After seeing the title of Boot's op-ed this morning but before reading a word of it, I retrieved my copy of Hofstadter's Anti-Intellectualism in American Life, just to see what gems might be re-gleaned on Boot's subject. I made a couple mental notes, but one was unnecessary, for Boot, I soon found, had landed on the same:
By the 1950s, it had become an established shibboleth that the "eggheads" were for Adlai Stevenson and the "boobs" for Dwight D. Eisenhower — a view endorsed by Richard Hofstadter’s 1963 book "Anti-Intellectualism in American Life," which contrasted Stevenson, "a politician of uncommon mind and style, whose appeal to intellectuals overshadowed anything in recent history," with Eisenhower — "conventional in mind, relatively inarticulate."

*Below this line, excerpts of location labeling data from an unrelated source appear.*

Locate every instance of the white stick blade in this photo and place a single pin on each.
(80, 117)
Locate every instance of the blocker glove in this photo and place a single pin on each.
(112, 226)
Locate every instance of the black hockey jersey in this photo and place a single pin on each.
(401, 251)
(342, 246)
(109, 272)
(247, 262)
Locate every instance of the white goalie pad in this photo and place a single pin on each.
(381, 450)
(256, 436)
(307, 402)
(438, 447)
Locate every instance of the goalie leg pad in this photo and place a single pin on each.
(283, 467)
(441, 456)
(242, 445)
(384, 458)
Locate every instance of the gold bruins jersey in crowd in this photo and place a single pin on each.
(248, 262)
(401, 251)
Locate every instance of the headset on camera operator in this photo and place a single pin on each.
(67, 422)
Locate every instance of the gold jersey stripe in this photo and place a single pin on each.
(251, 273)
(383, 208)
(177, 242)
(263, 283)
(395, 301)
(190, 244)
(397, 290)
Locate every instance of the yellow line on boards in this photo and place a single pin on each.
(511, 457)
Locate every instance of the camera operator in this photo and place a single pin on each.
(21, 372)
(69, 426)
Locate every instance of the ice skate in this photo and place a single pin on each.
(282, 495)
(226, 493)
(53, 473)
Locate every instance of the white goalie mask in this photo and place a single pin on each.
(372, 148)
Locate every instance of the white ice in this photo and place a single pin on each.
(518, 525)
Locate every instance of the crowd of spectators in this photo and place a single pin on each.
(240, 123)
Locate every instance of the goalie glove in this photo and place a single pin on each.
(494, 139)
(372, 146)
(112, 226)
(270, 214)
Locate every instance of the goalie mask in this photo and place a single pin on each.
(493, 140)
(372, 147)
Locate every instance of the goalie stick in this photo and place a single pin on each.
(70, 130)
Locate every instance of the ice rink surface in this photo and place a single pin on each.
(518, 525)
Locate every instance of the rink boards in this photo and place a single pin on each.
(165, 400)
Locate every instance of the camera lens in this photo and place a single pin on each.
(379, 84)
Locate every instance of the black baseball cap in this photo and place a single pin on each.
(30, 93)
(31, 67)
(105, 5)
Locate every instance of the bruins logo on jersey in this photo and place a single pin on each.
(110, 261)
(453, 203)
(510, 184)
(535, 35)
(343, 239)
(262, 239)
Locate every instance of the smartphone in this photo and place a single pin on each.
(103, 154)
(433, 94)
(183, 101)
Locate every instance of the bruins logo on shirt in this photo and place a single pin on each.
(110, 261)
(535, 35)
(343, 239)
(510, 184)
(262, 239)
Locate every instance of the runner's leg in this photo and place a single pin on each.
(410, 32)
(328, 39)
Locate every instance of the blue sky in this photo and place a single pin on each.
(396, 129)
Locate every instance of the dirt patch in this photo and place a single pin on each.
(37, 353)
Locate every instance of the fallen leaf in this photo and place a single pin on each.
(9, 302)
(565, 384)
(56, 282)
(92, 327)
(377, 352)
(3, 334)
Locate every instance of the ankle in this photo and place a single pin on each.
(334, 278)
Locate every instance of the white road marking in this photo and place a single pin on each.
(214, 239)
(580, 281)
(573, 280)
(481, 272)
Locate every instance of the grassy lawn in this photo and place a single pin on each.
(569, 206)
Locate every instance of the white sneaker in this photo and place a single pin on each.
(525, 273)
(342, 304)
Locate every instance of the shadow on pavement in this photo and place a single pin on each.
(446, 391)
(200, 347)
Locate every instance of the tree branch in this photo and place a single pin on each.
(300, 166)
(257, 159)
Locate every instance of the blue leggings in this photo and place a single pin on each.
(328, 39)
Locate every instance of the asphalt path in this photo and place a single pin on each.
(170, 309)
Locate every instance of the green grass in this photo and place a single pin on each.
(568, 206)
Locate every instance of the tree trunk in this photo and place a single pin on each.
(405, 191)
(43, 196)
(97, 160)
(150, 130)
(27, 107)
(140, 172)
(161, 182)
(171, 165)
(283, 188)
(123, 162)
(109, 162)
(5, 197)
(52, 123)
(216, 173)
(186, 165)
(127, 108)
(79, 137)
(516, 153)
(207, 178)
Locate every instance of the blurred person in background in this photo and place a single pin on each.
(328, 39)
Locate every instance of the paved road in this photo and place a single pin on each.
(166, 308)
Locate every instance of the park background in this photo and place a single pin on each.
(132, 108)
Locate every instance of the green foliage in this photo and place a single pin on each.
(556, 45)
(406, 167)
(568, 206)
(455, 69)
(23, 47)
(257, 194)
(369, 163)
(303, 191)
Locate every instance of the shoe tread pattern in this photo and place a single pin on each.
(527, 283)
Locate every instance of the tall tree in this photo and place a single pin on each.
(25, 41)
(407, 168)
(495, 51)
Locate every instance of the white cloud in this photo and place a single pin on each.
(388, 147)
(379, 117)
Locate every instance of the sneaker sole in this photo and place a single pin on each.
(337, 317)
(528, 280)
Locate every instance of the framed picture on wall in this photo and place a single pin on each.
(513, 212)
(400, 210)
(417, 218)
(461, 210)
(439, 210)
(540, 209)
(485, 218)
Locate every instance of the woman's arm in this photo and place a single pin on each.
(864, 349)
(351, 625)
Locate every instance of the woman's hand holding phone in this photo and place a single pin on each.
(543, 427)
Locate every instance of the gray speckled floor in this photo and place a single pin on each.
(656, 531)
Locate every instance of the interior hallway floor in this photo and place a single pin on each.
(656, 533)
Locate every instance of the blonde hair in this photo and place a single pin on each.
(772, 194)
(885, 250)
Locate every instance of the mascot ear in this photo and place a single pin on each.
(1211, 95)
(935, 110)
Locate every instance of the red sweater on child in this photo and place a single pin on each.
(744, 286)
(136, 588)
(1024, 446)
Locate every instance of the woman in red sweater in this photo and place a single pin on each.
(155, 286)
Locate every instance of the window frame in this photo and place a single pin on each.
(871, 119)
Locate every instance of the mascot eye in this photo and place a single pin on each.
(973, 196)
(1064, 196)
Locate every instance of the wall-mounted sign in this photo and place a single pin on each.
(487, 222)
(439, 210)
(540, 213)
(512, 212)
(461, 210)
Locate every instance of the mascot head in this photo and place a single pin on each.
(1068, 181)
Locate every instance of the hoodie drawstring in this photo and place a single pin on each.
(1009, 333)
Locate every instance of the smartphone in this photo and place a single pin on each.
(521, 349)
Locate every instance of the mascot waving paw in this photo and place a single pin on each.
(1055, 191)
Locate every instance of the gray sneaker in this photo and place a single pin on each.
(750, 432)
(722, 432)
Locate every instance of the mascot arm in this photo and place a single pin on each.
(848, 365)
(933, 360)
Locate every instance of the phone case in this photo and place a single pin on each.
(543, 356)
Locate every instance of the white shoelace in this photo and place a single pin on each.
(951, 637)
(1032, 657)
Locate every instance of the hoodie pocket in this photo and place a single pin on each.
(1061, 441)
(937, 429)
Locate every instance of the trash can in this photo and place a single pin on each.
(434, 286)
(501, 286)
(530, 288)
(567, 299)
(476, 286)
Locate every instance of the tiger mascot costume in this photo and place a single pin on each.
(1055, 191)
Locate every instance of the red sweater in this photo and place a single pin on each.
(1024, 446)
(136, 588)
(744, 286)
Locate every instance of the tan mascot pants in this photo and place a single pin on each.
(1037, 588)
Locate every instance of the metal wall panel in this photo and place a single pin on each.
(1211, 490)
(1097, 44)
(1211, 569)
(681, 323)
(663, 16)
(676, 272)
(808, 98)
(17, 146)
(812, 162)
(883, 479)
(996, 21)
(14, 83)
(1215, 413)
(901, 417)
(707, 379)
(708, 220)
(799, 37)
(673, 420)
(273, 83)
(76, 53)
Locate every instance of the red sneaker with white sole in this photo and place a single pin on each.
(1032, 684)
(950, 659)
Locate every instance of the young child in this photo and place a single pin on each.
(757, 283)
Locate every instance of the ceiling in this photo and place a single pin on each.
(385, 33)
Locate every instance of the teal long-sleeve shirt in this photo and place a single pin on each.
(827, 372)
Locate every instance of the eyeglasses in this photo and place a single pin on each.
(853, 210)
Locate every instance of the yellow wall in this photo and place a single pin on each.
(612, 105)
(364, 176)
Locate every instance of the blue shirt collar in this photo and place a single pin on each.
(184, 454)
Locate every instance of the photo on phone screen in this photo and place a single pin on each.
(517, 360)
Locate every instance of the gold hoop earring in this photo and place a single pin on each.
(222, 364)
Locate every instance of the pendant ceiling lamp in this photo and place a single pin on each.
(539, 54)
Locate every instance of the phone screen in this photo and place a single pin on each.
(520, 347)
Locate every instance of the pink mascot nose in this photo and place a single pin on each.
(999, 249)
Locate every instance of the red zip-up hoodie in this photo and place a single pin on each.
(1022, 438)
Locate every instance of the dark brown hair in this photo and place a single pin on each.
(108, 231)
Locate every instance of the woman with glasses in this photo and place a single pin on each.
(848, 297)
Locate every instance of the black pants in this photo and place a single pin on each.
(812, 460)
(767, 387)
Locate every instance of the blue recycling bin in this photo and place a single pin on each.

Hofstadter was right about Eisenhower's conventionality but wrong about his lack of articulation. (Some of his public statements were deliberately muddled "to preserve his political room to maneuver," writes Boot, correctly. Much of Ike's private prose, however, was strikingly eloquent.) There was also this from Hofstadter, unquoted by Boot:
In 1952 only intellectuals seemed much disturbed by the specter of [McCarthyism's] anti-intellectualism; by 1958 [post-Sputnik, post-McCarthy] the idea that this might be an important and even a dangerous national failing was persuasive to most thinking people.
To most thinking people. That of course is one key to the non-mystery of contemporary conservatism's anti-intellectualism: Thinking people were shifting their partisan allegiances, leaving unthinking people as those to whom the GOP had to pander. Another key — directly related — is Barry Goldwater, a name you won't find in Max Boot's brief history of Republican anti-intellectualism. He cites Ronald Reagan's endorsement of the party's 1964 nominee (again, not by name) and Reagan's contemporaneous opposition to "a little intellectual elite in a far-distant Capitol." But that's it. "Here’s the thing," observes Boot. "The Republican embrace of anti-intellectualism was, to a large extent, a put-on. At least until now." Until, that is, Donald Trump.
Boot concedes that in the interim — betwixt the 1960s and today — "Republicans embraced [anti-intellectualism] for their own political purposes." But it was far more than that. Goldwater embraced anti-intellectualism because he was unlearned (even he admitted that much). He saw the world in black-and-white frames, which is characteristic of the unschooled, uncurious mind.
Goldwaterism almost immediately inaugurated the New Right, which was even more genuinely ignorant than Goldwater. Critical constituents of the New Right were Christian evangelicals, who were doctrinally uncurious and faithfully proud of their ignorance. Reaganism was a prominent product of the New Right, replete with the utter anti-intellectual absurdity of supply-sided economics. From there Republicanism moved to Gingrichism, which made a religion of partisan malevolence and one-dimensional thinking. Then we experienced Bushism, which, through neoconservatism, treated the world to Republicanism's authentic dunderheadedness. Then on to overtly racist Tea Partyism and the natural, vile excrescence of Donald Trump.
Throughout, Hofstadter's observation held true: Most thinking people were persuaded that anti-intellectualism was a "dangerous national failing." To the Republican Party, however, ignorance and hostility to the arduousness of thought was an art — one practiced so consistently, it became the concreted foundation of modern Republicanism itself.
Indeed the Republican Party so eagerly saturated itself in stupidity it became unable to gauge just how stupid it was; time and again, it overestimated the lasting power of its insidious pandering and convinced itself that somehow its corrosive stupidity was brilliant. The party is a tragic victim of the Dunning-Kruger Effect.